Is there washrooms and showers on site


----------



## CLASSICHUNTER (May 20, 2005)

there are go huts and a hose to shower under cold water only though and a lake 10 minuets down the road with great swimming areas ....


----------



## DssBB (Feb 21, 2010)

Cold water from a hose!! I thought you had a hot tub being brought in???


----------



## Michael Myers (Nov 13, 2008)

Good Luck with your Tourney Ted and Hope everyone has a Great time,I Would have liked to Join,And shoot on your course,Had other Obligations come up that are more inportant,Good Luck for years to come,If i am not back in Saskatoon next Spring,I Might Join..Grizz


----------



## CLASSICHUNTER (May 20, 2005)

there is a hot tub but not to clean off in thanks man on a hot day I know how you smell lol lol and no peeing in the pool.. either lol lol lol


----------



## CLASSICHUNTER (May 20, 2005)

5 days and counting......yahoooooooo steaks are aging and porter house this year still about one pound and thicker cut


----------



## 3--d (Feb 15, 2005)

CLASSICHUNTER said:


> 5 days and counting......yahoooooooo steaks are aging and porter house this year still about one pound and thicker cut


Steaks are getting older and so is Tinker....our groups is getting bigger,
Nuge, Tinker Myself and Mike Atkinson will be there...save some steaks for us
Hey Ted...only hotel with vacancy was the Aquarius...how far is that from your place?


Andy


----------



## CLASSICHUNTER (May 20, 2005)

about 1970 like in a bag of adidas isn`t that a song lol lol don`t know sorry


----------



## DssBB (Feb 21, 2010)

Ted,

Any news on a fire ban this year again or are they going to let you get a bonfire going on Sat night? Randy still may have time to borrow one of the pumper trucks just in case.


----------



## CLASSICHUNTER (May 20, 2005)

I hope we can have a fire in the pit.. hot tubs here and filling pool tomorrow as well wed am ...course is nice guys you`ll like it.. some shade this year...


----------



## CLASSICHUNTER (May 20, 2005)

check later for some new pics


----------



## DODGE-3D (Feb 17, 2005)

Weather not looking to good.


----------



## CLASSICHUNTER (May 20, 2005)

weather has changed to good ..... dan made of sugar???? lol lol


----------



## CLASSICHUNTER (May 20, 2005)

heres the pool


----------



## CLASSICHUNTER (May 20, 2005)

heres the hot tub


----------



## CLASSICHUNTER (May 20, 2005)

heres new registration area


----------



## CLASSICHUNTER (May 20, 2005)

hoping its up for friday at least maybe no ends but ????


----------



## wellis1840 (May 29, 2005)

Structures look good Ted. Best of luck with the weather this weekend. Hope you have a great turnout.


----------



## CLASSICHUNTER (May 20, 2005)

thanks bill why don`t ya come and shoot we have x bow class and some smoking prizes.. it would be good to see ya ...


----------



## DODGE-3D (Feb 17, 2005)

No Ted I am not made of sugar,but they are calling for 90% chance of thundershowers and carrying around a piece of aluminum and lighting don't mix.


----------



## wellis1840 (May 29, 2005)

Actually Ted, I am thinking about shooting your tournament. Just got my bow back from the paint shop and hope to get it sighted in today. 

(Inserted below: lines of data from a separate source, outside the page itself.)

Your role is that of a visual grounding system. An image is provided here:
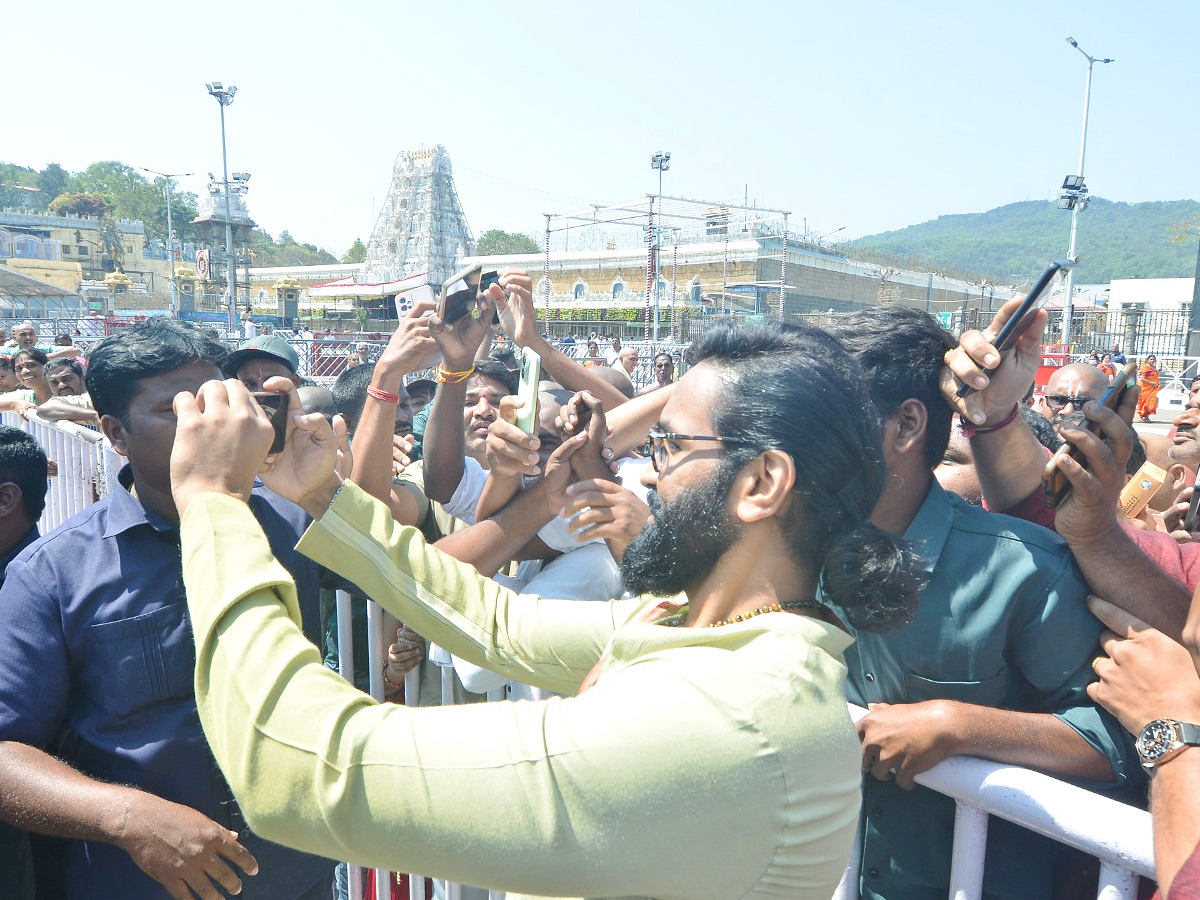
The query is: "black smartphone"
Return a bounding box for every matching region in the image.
[252,391,288,454]
[479,269,509,325]
[438,265,482,325]
[1042,362,1138,508]
[958,258,1079,397]
[1183,484,1200,532]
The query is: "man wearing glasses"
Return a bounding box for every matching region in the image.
[1038,362,1109,431]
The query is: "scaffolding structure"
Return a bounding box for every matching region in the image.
[362,144,475,287]
[542,194,791,341]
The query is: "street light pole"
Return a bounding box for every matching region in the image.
[140,166,196,316]
[650,150,671,343]
[1058,37,1115,349]
[205,82,238,331]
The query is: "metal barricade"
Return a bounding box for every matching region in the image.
[0,413,124,534]
[834,706,1154,900]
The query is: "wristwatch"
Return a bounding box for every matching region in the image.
[1138,719,1200,773]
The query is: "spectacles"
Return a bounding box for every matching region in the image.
[1042,394,1096,413]
[648,428,746,473]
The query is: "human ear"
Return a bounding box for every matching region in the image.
[883,398,929,455]
[732,450,796,522]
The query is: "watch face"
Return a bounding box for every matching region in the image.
[1138,719,1178,762]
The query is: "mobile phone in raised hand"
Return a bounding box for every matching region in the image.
[517,347,541,434]
[958,259,1079,397]
[1042,362,1138,508]
[438,265,482,325]
[251,391,288,454]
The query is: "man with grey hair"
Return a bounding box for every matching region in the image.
[1037,362,1109,431]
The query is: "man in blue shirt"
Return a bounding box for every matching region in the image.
[833,306,1141,900]
[0,319,332,900]
[0,425,47,900]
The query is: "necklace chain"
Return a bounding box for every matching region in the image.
[709,600,822,628]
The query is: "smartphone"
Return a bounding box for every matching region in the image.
[1042,362,1138,508]
[479,269,509,325]
[1183,484,1200,532]
[958,258,1079,397]
[438,265,484,325]
[396,284,434,319]
[517,347,541,434]
[252,391,288,454]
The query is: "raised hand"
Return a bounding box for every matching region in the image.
[485,396,541,475]
[496,269,539,347]
[118,792,258,900]
[941,298,1046,425]
[856,700,953,791]
[559,482,650,563]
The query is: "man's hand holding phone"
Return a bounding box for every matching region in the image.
[1055,376,1138,546]
[941,292,1046,427]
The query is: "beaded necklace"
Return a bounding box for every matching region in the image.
[662,600,826,628]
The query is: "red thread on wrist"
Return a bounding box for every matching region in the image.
[367,384,400,403]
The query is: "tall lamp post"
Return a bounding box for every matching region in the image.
[204,82,238,331]
[650,150,671,343]
[138,166,196,316]
[1058,37,1115,347]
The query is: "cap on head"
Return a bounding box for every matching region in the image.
[221,335,300,378]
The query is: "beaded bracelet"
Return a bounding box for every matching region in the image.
[959,403,1021,438]
[367,384,400,403]
[383,662,404,694]
[436,362,475,384]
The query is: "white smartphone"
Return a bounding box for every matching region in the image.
[517,347,541,434]
[396,284,437,318]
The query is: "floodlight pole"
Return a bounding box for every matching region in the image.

Like Danny, I have concerns about the open course, aluminum and lighting.... I have my fingers crossed the weatherman will be wrong yet again when it comes to storms this summer.


----------



## CLASSICHUNTER (May 20, 2005)

actually now 70 % is in the bush so lots of trees now ...


----------



## wellis1840 (May 29, 2005)

Perfect! If the storm risk continues to drop 20% a day, by Sunday it will only be 10%.


----------



## crkelly (Mar 17, 2011)

Think he means 70% of targets are in the bush Bill. And I am waiting myself to see if forecast will change for Teds shoot but it's not looking good so far. Lightning won't discriminate between an open field or the bush. My hopes are with Teds shoot and a better forecast.


----------



## JDoupe (Dec 9, 2006)

I don't see the issue. I'll get Charles or Dan to hold my titanium lightning rod....er...I mean umbrella while I'm shooting.....and I should be good!


----------



## crkelly (Mar 17, 2011)

I'm willing to help any fellow archer out Jason. If it's just raining I'll hold your umbrella and if it's mixed with some thunder boomers Dan can hold it for you lol.


----------



## JDoupe (Dec 9, 2006)

It's good to know there are great people like you and Dan there to help a guy like me out!!!!!


----------



## CLASSICHUNTER (May 20, 2005)

well in my case last to know when it rains and first to know when it floods....lol lol lol


----------



## JDoupe (Dec 9, 2006)

Did I read that right......34 degrees both days? Yikes..........


----------



## CLASSICHUNTER (May 20, 2005)

15 camp sites filled already and lots in hotels don`t miss a good shoot guys....


----------



## wanemann (Oct 7, 2010)

everything looks great ted, registration area, lunch area, looking forward to shooting tomorrow and dinner, your hard work setting things up shows, good on you, its great to see that kind of drive/foot work for prizes and honestly i think there is way too much people here all ready, it weakens my chances of winning a great door prise


----------



## cheaplaughs (Mar 27, 2005)

First day over and the steaks are almost ready for the grill. 35 targets and a great course.


----------



## JDoupe (Dec 9, 2006)

Um......what time do we have to be back in the morning for peer groupong in the cash class?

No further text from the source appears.